Examination of Witnesses (Questions 80-82)



  80. You are from a department that has some responsibility on food imports. Do you think the present arrangements are satisfactory?
  (Dr Nash) I do not think our responsibilities relate to the public health aspects of imports. They relate to the animal health aspects of imports. In that respect, we would not have concerns on animal health grounds in relation to imports of pa®te«, for example.

  Paddy Tipping: You do not want me to pursue this, do you?


  81. Finally, we have established that we do not know where BSE came from but we are pretty confident we know how it was spread. Does it matter if we never find out where it came from?
  (Dr Bailey) That is an interesting question. I think it only matters if, in finding out where it came from, it would affect our thinking on any future controls or the maintenance of controls when the epidemic is down to hopefully zero levels. It would only matter in those circumstances. I do not think it matters in terms of the existing decline in the epidemic and so on. It matters only if it would affect our thinking for the future.
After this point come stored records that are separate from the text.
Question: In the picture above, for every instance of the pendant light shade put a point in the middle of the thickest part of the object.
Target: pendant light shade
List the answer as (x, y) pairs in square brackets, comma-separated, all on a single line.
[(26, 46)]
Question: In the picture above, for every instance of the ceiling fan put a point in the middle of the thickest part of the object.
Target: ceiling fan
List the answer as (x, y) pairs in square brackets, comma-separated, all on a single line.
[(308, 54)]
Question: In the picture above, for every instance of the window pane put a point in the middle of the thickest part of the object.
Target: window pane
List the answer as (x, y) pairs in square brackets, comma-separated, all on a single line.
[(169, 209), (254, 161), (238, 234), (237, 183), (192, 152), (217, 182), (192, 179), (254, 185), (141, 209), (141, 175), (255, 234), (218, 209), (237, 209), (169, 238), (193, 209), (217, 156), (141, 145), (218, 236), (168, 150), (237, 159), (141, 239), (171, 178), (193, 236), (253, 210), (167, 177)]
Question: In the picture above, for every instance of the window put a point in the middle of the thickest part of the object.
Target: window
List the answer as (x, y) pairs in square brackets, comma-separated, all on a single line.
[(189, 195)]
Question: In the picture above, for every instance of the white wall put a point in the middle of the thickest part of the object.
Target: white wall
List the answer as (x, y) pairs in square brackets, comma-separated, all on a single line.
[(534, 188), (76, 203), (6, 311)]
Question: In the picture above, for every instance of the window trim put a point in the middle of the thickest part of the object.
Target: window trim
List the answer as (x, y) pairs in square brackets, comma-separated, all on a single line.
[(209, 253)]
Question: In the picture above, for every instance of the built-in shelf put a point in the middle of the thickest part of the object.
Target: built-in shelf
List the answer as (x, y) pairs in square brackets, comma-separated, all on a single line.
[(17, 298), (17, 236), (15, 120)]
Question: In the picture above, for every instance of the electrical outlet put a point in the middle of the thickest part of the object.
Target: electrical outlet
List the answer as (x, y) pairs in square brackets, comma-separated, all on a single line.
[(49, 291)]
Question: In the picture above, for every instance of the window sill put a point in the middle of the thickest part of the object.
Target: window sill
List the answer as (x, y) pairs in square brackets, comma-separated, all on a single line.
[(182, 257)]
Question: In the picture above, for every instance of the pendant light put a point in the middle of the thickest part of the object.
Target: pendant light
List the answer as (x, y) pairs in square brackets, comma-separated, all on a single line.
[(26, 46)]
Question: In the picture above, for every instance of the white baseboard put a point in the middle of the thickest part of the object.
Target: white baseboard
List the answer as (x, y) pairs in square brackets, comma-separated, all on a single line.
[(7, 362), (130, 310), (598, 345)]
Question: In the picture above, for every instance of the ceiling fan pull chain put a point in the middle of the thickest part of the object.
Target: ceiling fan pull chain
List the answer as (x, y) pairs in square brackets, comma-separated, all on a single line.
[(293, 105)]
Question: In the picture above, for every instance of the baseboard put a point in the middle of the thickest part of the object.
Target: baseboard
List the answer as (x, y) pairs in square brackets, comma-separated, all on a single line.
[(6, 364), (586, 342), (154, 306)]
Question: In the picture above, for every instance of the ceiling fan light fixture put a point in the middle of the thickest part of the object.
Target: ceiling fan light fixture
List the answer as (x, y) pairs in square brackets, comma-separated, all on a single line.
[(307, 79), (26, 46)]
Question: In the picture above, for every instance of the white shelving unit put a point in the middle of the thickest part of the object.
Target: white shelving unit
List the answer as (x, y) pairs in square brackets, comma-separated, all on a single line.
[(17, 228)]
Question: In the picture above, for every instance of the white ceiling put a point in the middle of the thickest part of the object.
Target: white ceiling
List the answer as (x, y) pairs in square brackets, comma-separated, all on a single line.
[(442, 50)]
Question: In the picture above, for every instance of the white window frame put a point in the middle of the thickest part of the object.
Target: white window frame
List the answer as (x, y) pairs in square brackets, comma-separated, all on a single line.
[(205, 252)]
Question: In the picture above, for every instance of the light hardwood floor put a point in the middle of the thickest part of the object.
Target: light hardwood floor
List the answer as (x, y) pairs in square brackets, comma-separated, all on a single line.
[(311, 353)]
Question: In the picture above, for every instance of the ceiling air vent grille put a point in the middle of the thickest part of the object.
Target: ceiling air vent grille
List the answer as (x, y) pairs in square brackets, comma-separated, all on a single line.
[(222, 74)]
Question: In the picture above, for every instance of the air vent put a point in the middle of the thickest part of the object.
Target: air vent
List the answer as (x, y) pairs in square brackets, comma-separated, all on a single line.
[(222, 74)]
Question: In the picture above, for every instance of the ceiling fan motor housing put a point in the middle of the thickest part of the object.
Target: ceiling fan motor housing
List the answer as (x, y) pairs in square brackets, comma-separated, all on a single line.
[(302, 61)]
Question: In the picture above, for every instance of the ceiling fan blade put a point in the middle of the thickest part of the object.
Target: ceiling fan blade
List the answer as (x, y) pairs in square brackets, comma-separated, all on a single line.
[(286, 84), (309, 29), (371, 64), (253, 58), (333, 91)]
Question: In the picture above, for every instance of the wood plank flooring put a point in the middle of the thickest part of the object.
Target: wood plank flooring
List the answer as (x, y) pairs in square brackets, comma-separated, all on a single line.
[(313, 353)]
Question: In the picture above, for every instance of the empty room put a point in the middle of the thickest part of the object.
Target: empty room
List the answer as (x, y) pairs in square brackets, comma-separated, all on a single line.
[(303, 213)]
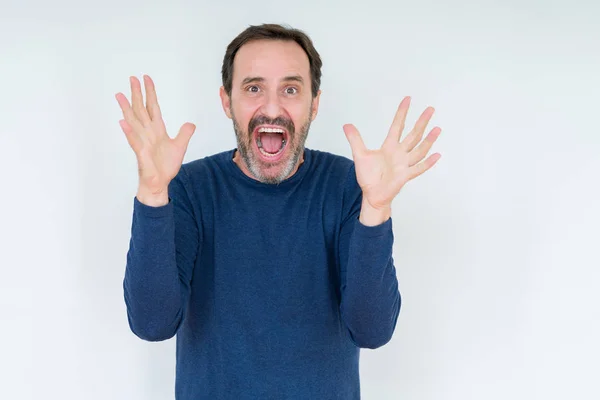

  82. Do you think that the public are becoming more accustomed to this expression, "Of course, we could never say so 100 per cent, but it represents a minuscule or very small or almost imperceptible risk"? We seem to be in a society which wishes to deal in absolutes as far as risks are concerned. As scientists, whenever you decline to give an absolute, the public concludes that there is some lurking risk that you do not want them to know about. Do you think we are getting to the stage where, perhaps through sheer experience or war weariness, the public is beginning to accept the notion that you cannot have an absolute in this sort of area because, by definition, you do not know?
  (Dr Bailey) They are. That is helped by the fact that we are learning too how better to express that there is uncertainty and that there is an element of risk. The public has probably stopped thinking that scientists can give them absolute answers, yes or no, in many areas. I am not sure we are there yet, but I think we are getting better.

  Chairman: Thank you very much for coming today. We want to keep a watch on this area. If we were to get new evidence about incidence in sheep, that would become a major public policy issue as well as a health issue. We are very grateful to you for coming today and setting the record as straight as it can be set in the present state of the knowledge. We will be conducting an inquiry into DEFRA itself and what it is there for. Once we have worked that out, is it equipped to do what it is there for and no doubt one of the areas we will want to investigate is to what extent its scientific expertise etc., is adequate to the tasks it sets itself. You never know; you might find yourselves engaged with us again before too long. It has been a pleasure to see you today. Thank you very much.